Bread is perfect for supporting mold growth due to its moistness and ingredients. Mold spores, in fact, are everywhere in the air around us, and it does not take much effort for one of these to settle on bread and reproduce. Mold multiplies like crazy; it can double in size in as little time as an hour. This extraterrestrial plant form is actually the fruiting head of a mold spore on bread.(source)
19. Snail shell.
A snail’s shell has three major layers: the periostracum, the ostracum, and the smooth innermost layer contained in the snail’s body.

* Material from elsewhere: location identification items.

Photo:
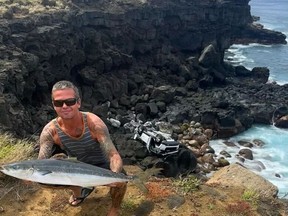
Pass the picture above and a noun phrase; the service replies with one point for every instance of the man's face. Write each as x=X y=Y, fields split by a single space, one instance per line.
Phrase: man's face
x=65 y=103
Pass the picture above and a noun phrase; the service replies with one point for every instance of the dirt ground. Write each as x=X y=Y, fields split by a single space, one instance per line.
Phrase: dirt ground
x=163 y=199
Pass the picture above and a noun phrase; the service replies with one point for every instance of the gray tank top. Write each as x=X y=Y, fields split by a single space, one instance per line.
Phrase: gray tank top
x=85 y=148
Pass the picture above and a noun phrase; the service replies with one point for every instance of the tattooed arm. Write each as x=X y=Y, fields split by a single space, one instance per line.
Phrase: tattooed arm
x=46 y=142
x=100 y=132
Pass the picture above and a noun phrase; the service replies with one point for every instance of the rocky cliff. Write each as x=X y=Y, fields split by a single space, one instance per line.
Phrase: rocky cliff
x=146 y=57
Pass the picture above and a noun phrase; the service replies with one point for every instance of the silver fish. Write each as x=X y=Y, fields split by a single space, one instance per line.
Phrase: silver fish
x=63 y=172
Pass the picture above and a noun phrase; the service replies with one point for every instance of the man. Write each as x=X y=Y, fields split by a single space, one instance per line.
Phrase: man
x=82 y=135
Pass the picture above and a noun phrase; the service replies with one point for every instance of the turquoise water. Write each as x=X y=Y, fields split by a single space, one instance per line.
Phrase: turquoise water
x=274 y=155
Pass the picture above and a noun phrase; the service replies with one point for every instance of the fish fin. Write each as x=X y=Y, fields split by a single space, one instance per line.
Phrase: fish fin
x=44 y=172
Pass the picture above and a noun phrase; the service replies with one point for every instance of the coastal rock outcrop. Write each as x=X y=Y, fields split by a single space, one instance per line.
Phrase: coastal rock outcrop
x=235 y=175
x=124 y=53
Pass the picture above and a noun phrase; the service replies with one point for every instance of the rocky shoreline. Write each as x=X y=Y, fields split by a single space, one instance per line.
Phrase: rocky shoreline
x=148 y=60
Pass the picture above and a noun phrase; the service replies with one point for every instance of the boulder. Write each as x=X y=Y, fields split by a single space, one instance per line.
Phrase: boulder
x=236 y=175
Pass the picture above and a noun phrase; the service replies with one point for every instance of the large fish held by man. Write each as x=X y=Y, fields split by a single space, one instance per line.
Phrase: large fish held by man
x=63 y=172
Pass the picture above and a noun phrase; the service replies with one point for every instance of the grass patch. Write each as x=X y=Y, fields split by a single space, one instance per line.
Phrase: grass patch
x=185 y=185
x=11 y=150
x=240 y=208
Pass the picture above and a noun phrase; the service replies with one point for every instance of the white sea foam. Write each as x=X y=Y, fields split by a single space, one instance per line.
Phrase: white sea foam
x=270 y=161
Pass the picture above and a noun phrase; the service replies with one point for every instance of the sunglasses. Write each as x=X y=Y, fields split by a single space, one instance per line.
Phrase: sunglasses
x=68 y=102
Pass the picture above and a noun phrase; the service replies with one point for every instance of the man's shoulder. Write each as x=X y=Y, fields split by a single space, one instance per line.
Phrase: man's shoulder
x=91 y=115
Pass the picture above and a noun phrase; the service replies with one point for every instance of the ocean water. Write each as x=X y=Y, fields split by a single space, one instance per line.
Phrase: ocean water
x=271 y=160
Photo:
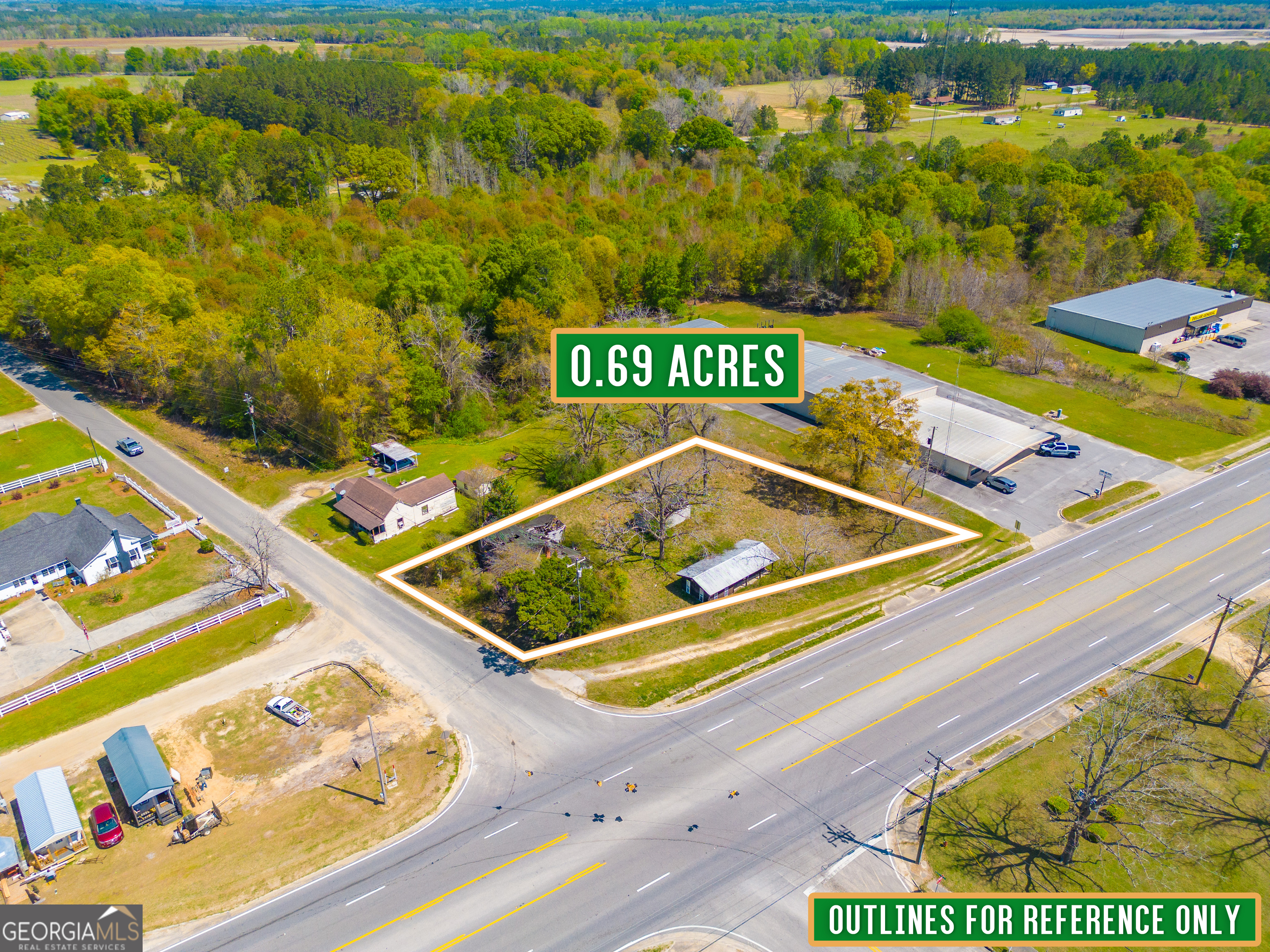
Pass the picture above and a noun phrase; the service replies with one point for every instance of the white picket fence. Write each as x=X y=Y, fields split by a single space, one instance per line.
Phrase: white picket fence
x=127 y=657
x=55 y=474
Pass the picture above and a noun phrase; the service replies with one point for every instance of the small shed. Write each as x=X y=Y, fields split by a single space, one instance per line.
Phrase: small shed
x=723 y=574
x=12 y=862
x=50 y=822
x=141 y=776
x=393 y=457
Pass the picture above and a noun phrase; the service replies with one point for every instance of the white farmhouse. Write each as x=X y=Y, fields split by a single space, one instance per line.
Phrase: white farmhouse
x=89 y=545
x=377 y=508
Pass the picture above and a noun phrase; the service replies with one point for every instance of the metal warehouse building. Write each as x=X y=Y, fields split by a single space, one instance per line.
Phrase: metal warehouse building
x=1151 y=314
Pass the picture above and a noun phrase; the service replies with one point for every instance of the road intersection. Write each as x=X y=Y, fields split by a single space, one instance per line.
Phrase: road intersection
x=817 y=748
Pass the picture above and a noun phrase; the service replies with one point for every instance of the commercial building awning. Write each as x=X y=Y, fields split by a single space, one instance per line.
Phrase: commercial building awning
x=976 y=437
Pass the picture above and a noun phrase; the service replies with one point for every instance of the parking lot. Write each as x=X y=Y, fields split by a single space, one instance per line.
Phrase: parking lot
x=1046 y=484
x=1210 y=357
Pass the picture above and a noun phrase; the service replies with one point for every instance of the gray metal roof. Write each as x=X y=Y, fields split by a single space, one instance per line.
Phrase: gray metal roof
x=973 y=436
x=46 y=539
x=394 y=451
x=1150 y=302
x=46 y=807
x=136 y=763
x=741 y=562
x=8 y=853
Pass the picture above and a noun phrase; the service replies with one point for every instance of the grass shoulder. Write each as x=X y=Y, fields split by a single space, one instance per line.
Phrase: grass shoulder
x=1117 y=494
x=995 y=833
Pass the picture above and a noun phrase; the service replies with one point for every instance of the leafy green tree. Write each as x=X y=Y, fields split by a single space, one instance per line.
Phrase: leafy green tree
x=421 y=275
x=646 y=133
x=703 y=135
x=554 y=601
x=499 y=502
x=659 y=281
x=695 y=271
x=134 y=60
x=765 y=120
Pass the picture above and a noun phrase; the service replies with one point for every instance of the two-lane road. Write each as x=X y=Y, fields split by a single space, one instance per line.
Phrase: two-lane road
x=816 y=748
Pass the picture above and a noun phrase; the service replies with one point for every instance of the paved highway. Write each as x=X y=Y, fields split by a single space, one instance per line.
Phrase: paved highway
x=817 y=748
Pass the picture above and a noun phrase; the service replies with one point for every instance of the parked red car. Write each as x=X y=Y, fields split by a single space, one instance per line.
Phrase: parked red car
x=106 y=826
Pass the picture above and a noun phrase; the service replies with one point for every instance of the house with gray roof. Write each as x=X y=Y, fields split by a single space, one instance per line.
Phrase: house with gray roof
x=383 y=511
x=88 y=545
x=723 y=574
x=141 y=775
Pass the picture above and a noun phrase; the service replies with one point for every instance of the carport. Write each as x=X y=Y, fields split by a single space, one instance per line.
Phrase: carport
x=141 y=776
x=968 y=443
x=50 y=822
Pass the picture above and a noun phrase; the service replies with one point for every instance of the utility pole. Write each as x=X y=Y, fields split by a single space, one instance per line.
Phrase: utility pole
x=930 y=805
x=384 y=790
x=95 y=454
x=251 y=413
x=926 y=468
x=1213 y=643
x=1105 y=476
x=1235 y=245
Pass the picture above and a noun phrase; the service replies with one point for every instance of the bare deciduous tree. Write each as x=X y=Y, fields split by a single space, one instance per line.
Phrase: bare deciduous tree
x=809 y=544
x=1126 y=753
x=799 y=87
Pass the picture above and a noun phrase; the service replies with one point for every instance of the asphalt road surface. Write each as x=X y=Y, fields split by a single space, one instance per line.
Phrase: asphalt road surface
x=817 y=748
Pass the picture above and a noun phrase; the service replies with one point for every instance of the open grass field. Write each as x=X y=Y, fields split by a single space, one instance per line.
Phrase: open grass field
x=94 y=489
x=1039 y=129
x=42 y=447
x=172 y=573
x=1180 y=442
x=13 y=398
x=197 y=655
x=993 y=833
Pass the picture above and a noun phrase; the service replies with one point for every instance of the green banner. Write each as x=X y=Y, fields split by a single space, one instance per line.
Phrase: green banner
x=691 y=365
x=1036 y=919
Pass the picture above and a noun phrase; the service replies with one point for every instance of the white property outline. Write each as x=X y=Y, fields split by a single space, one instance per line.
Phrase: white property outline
x=955 y=535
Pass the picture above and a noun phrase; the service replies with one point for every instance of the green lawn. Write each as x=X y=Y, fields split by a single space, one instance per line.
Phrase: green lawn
x=992 y=834
x=89 y=486
x=1039 y=129
x=197 y=655
x=1110 y=497
x=13 y=398
x=1184 y=443
x=169 y=574
x=42 y=447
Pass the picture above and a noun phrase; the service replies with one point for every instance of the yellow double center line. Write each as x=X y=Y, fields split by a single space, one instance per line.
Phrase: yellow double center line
x=524 y=905
x=1014 y=615
x=456 y=889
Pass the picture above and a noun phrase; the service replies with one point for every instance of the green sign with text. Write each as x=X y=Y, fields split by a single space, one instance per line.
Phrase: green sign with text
x=684 y=366
x=1034 y=919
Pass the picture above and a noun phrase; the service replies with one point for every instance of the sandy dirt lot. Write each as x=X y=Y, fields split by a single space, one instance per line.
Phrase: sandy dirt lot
x=304 y=796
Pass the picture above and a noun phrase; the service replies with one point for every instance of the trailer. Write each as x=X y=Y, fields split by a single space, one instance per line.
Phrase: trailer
x=197 y=826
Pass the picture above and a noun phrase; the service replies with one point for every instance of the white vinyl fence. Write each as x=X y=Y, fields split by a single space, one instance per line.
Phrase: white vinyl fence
x=55 y=474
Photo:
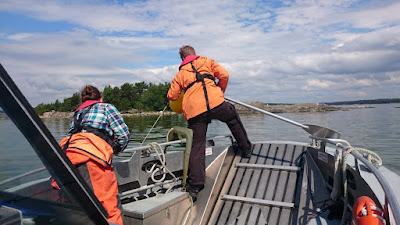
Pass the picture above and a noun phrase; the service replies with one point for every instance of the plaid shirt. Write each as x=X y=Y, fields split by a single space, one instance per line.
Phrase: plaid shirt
x=105 y=116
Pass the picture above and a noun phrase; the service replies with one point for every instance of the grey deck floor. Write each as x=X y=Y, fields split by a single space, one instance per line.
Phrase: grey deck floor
x=262 y=188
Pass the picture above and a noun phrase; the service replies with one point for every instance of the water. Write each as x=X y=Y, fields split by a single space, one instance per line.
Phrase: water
x=377 y=129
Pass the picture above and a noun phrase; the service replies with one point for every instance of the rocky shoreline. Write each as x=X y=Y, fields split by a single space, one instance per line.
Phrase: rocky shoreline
x=296 y=108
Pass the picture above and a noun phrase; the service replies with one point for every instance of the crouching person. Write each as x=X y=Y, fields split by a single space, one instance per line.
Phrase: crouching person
x=97 y=131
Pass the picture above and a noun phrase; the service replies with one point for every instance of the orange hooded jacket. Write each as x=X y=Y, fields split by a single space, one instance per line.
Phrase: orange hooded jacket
x=194 y=101
x=97 y=154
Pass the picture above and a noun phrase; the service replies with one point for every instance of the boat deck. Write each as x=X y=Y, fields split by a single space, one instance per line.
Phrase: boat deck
x=262 y=189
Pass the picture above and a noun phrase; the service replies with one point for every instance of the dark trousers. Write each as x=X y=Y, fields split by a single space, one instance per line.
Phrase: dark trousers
x=226 y=113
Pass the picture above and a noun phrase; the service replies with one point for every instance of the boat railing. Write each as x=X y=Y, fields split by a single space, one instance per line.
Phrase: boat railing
x=390 y=198
x=168 y=143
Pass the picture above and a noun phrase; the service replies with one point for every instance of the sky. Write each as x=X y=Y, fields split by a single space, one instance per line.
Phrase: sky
x=301 y=51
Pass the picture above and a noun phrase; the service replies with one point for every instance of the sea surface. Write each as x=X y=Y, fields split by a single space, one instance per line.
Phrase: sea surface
x=376 y=128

This is a magnified image of a snail’s periostracum, the hard outermost layer that gives the shell most of its colouring and protects the softer layers from damage due to its abrasion-resistant properties.(source)
20. Spider silk glands.
The silk produced by spiders is a type of protein fibre that they use to trap prey, escape predators and build nests for their offspring. A single silk gland, as seen in this magnified image, contains spinnerets; tubule-like structures from where silk is shot out. Depending on the species, spiders may have two to eight spinneret pairs.(source)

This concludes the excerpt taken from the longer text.